Foundation of the Abbaye Saint Magloire de Lehon
Six preacher monks came from Wales in the 6th century AD.
They became the custodians of the relics of St-Magloire, the Bishop of Dol de Bretagne, one of seven dioceses of Brittany.
Legend has it that as they searched for the perfect place, trees and bushes that grew by the ford started to bloom.
This phenomenon, known as Eté de Saint-Martin (Indian summer), is a period of mild weather that can occur in the early days of November.
The 6 monks founded their monastery in a meander of the river Rance on land bequeathed to them by Nominoe the king of Britain.
The land was adjacent to the ford that allowed the old Roman road, a major trading route, to cross the river and link the city of Corseul and Rennes.
The Lords of Dinan generously endowed the Abbaye Saint Magloire de Lehon.
However, the Norman invaders destroyed this first abbey during the 9th century, but the monks managed to escape with the Holy Man’s relics.
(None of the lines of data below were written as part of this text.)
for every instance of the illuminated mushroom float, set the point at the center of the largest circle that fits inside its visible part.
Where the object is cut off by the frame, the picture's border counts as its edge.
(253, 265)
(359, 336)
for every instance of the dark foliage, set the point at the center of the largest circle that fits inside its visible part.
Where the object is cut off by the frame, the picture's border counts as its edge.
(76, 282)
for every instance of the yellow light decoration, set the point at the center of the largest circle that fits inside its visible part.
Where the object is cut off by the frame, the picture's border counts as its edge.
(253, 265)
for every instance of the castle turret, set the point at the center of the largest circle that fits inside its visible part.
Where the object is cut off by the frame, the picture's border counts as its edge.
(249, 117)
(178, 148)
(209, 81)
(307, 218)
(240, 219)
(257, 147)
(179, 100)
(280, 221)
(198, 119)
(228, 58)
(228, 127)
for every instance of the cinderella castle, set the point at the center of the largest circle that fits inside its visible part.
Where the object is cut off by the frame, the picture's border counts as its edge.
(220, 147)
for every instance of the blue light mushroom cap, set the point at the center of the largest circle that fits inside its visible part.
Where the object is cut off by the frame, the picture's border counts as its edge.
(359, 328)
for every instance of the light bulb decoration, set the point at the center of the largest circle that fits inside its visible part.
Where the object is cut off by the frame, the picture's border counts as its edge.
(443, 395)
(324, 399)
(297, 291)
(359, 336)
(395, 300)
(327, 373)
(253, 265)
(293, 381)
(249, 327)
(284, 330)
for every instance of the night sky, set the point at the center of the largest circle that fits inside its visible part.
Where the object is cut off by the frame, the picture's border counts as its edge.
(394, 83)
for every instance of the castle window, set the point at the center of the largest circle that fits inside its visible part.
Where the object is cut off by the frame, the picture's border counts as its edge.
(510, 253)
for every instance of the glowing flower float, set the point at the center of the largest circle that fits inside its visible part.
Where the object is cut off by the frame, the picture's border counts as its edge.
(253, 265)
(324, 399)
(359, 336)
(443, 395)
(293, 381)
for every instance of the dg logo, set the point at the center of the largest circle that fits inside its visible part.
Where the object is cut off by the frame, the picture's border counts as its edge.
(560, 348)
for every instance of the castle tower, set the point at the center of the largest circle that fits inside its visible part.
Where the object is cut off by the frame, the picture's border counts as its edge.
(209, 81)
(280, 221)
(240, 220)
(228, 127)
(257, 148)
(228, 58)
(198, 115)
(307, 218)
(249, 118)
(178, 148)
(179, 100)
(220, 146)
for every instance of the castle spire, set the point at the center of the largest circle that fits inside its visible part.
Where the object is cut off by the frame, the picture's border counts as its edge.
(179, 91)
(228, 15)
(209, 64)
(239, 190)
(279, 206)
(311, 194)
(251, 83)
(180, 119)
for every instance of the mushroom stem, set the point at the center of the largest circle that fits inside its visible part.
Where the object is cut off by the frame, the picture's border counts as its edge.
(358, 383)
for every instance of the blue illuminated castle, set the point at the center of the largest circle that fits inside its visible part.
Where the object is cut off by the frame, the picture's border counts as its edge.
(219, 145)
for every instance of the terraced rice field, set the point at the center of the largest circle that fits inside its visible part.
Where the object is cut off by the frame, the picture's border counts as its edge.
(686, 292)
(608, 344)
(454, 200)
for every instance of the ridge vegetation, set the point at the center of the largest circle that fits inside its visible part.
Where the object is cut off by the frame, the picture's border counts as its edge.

The Abbaye Saint Magloire in the Middle Ages
It was indeed rebuilt in the 14th century but the original Romanesque front porch was kept.
The abbey thrived until the 15th century when it was placed under the leadership of a commendatory abbot.
Mostly secular, these abbots didn’t live on the premises nor participated to the day to day running of the abbey.
However, they received the income the abbey generated.
They kept the major part and redistributed only a minor portion to the monks.
This lack of funds obviously generated much discontentment among the monks.
It also led to a relaxation of the monastic rule and poor maintenance of the buildings.
Fortunately, the abbey underwent a spiritual revival during the 17th century.
The newly appointed Prior Noël Mars indeed re-established the Benedictine rule.
He also rebuilt the cloisters and monastic buildings around the stunning Romanesque refectory, the abbey’s focal point.
Unfortunately, the abbey declined once more after his death.
It became dependent from the Abbey of Marmoutiers and therefore lost its prerogatives.
As a result, there were only 10 monks left in 1766, when King Louis XV ordered its closure!
Rehabilitation of the Abbaye Saint Magloire
The French Revolution brought its share of devastation, as the abbey was declared State property.
It served as a ammunition depot then was sold to a private owner who set up a tannery in the buildings.
Saint Magloire fell slowly into ruins until the 1890s.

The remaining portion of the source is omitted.